As I’m a big fan of Linux, I always look for a way to install it on my devices. So I have been looking for a way to install it on my T100. Unfortunately, the new Bay Trail chip set in my T100 was lacking in Linux support on launch. In part due to the fact that its actually a tablet and not a laptop, and the layout of the hardware is different than that of a normal laptop.
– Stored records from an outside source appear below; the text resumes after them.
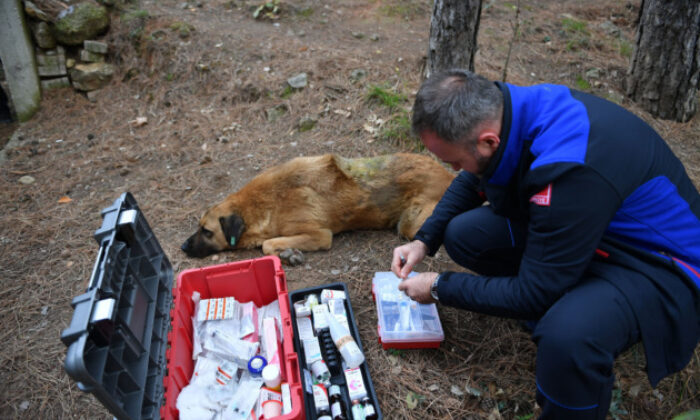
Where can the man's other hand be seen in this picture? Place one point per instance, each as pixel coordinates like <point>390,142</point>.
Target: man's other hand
<point>418,287</point>
<point>406,257</point>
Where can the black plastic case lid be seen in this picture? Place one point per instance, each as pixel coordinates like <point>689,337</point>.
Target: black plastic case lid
<point>118,335</point>
<point>337,378</point>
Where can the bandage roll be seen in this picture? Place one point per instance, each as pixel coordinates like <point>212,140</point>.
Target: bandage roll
<point>256,364</point>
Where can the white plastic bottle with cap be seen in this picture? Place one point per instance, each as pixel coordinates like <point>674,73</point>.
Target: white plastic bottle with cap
<point>352,355</point>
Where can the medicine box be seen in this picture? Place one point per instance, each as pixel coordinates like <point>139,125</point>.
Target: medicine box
<point>130,339</point>
<point>338,376</point>
<point>402,322</point>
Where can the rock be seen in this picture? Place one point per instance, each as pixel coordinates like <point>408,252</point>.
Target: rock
<point>593,73</point>
<point>57,83</point>
<point>98,47</point>
<point>91,57</point>
<point>32,11</point>
<point>80,22</point>
<point>306,123</point>
<point>358,74</point>
<point>275,112</point>
<point>616,97</point>
<point>51,62</point>
<point>299,81</point>
<point>42,36</point>
<point>27,180</point>
<point>610,28</point>
<point>94,95</point>
<point>455,390</point>
<point>87,77</point>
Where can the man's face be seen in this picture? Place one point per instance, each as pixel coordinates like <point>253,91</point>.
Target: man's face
<point>458,156</point>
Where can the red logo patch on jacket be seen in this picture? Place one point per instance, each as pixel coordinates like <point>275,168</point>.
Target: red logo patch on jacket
<point>544,197</point>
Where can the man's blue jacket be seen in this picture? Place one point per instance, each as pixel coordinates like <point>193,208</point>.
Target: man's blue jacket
<point>602,194</point>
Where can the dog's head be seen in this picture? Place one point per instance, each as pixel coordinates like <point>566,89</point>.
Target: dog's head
<point>218,231</point>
For a while now I have been following the developments in the Ubuntu camp, and it is looking very good. The creation of the installation medium is still a bit of a hassle. But after having re-installed my main PC with Fedora 21, I started looking in that direction for my T100 also.

Enter Fedlet

Fedlet is a Fedora remix aimed at Bay Trail platforms. It was originally designed for the Dell Venue Pro 9, but it is getting more support for the T100 (Or other Bay Trail hardware). The installation instructions in particular were much more simple than what I found for Ubuntu, so I gave it a spin.

Ready?

Making the medium was just a case of dd’ing the file to a USB stick. Installing it, was a different beast. First you need to disable secure boot to allow booting from USB. The USB live install booted with out much problems, the problems for me where with the install, it kept crashing or it got stuck at 100%. After trying some different options I found a combination to install it to my hard drive.
anaconda –liveinst –method=livecd:///dev/mapper/live-base
After the install the boot was stuck at running systemd start jobs. It was a bit hit and miss on boot, very 3th or 4th boot I would get into the system.
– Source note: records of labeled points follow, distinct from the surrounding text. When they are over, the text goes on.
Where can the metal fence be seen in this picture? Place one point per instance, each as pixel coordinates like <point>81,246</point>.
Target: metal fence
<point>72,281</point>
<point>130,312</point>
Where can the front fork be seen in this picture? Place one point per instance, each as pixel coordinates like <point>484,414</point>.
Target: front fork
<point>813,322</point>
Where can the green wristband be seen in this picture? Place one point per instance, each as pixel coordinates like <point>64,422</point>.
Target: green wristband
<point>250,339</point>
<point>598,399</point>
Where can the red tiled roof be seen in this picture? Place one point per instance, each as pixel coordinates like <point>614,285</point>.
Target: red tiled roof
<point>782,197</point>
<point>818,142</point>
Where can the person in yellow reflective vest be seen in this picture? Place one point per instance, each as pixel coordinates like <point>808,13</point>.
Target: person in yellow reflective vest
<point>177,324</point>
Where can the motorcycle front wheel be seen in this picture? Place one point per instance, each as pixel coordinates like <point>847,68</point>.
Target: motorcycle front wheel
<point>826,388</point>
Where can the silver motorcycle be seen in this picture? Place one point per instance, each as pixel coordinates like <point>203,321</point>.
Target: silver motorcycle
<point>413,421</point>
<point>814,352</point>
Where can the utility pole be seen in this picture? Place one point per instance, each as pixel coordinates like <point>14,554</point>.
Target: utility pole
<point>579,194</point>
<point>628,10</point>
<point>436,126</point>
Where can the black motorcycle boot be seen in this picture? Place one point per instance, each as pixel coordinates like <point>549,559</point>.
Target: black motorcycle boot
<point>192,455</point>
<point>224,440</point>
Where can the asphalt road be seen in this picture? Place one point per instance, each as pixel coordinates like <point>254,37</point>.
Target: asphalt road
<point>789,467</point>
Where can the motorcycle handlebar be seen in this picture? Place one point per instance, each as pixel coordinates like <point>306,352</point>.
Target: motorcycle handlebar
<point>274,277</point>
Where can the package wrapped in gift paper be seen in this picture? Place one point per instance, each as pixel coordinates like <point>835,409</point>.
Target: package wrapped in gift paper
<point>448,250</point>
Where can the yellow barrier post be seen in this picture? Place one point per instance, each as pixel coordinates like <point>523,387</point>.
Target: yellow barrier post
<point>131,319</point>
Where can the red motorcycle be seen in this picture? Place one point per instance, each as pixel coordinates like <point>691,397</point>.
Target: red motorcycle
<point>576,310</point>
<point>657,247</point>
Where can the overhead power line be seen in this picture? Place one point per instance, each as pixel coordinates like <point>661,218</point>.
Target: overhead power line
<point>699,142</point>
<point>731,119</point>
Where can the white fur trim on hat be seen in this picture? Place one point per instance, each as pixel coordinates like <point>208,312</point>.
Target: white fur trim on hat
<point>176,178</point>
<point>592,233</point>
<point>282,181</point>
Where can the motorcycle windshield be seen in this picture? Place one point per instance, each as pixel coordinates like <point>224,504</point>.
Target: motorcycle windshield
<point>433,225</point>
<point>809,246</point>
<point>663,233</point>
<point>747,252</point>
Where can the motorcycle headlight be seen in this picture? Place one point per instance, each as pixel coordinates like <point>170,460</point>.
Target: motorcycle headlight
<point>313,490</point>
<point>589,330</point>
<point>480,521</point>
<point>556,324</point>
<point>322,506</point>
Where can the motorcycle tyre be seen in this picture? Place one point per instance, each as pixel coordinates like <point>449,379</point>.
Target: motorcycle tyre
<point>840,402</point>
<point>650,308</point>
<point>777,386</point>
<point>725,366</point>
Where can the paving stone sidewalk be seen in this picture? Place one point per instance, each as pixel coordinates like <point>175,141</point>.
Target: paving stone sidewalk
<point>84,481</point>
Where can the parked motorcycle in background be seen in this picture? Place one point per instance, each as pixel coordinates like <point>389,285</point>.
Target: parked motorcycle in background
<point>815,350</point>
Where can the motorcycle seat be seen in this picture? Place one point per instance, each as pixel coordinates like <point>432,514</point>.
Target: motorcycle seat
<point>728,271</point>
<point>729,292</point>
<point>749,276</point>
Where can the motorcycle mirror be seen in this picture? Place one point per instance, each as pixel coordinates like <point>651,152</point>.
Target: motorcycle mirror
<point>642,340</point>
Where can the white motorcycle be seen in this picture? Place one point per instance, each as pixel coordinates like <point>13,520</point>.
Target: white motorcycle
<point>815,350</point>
Once booted almost every thing seemed to be working, WiFi, touch screen (Sometimes only left click) sound and keyboard special keys. The hardware sound buttons were not working, but that’s something I don’t expect will work without help from Asus.
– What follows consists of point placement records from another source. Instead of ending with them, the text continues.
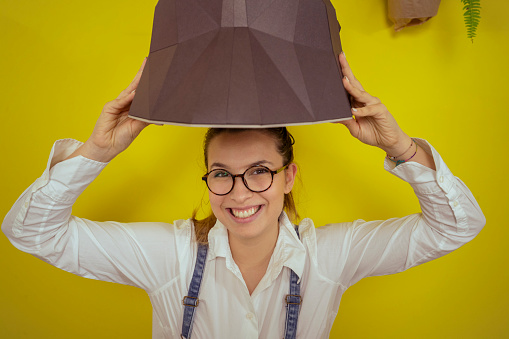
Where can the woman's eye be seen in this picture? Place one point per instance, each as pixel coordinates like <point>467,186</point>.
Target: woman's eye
<point>221,174</point>
<point>260,170</point>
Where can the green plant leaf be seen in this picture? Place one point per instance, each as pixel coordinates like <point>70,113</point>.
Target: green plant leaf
<point>472,16</point>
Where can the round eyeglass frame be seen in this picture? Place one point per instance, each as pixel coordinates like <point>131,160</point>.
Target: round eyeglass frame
<point>204,178</point>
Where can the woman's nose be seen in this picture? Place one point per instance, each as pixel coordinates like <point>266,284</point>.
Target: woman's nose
<point>240,192</point>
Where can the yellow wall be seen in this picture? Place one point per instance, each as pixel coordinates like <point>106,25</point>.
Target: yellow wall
<point>62,60</point>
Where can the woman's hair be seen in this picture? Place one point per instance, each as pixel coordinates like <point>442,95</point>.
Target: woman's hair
<point>284,142</point>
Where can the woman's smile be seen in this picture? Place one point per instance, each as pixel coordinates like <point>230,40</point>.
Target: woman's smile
<point>246,214</point>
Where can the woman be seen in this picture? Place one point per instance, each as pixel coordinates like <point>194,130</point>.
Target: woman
<point>261,277</point>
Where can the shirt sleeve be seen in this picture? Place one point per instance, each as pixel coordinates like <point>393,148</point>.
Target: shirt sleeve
<point>41,223</point>
<point>450,217</point>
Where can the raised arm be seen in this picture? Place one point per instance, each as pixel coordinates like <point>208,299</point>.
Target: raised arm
<point>41,221</point>
<point>450,216</point>
<point>114,131</point>
<point>375,126</point>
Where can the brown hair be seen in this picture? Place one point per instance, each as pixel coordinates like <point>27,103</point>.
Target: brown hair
<point>284,142</point>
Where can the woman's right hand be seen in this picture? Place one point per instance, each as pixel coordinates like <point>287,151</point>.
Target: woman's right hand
<point>114,131</point>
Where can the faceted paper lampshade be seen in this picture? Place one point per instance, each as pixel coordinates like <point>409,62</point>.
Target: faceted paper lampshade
<point>242,63</point>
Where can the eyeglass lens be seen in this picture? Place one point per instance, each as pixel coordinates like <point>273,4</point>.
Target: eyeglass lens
<point>257,179</point>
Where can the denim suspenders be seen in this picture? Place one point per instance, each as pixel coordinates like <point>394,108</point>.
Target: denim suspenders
<point>191,301</point>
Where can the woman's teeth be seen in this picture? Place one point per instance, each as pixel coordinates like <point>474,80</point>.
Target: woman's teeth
<point>242,214</point>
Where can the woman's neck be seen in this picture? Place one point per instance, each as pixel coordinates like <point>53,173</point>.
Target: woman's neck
<point>253,252</point>
<point>252,256</point>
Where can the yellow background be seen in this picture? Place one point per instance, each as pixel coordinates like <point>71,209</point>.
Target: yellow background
<point>61,61</point>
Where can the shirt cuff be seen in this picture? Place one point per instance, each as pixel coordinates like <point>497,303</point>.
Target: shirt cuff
<point>423,179</point>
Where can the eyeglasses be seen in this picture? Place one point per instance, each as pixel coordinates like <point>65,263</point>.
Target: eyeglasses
<point>257,179</point>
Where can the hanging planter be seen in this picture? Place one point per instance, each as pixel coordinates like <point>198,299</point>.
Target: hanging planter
<point>405,13</point>
<point>472,16</point>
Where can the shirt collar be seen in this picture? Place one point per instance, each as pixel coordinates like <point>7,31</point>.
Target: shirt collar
<point>289,250</point>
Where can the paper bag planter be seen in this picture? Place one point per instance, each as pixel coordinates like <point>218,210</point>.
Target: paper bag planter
<point>242,63</point>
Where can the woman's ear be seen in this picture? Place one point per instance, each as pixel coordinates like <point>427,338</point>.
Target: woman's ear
<point>290,173</point>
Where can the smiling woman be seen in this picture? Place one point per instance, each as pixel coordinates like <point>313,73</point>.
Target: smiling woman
<point>250,270</point>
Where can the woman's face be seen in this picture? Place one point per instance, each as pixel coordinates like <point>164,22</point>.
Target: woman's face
<point>246,214</point>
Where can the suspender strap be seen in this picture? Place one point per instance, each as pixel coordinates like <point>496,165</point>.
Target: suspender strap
<point>191,301</point>
<point>293,301</point>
Unfortunately the system is far from stable, it has random freezes and updating it also makes it get stuck. And that in turn makes the system more unstable.

Conclusion

While I would love to run Linux on my T100, it’s still much to unstable to run on a day to day base. There are a lot of patches coming, but until all the hardware runs the way it shuld I’m sticking with windows (Windows 10 to be more precise).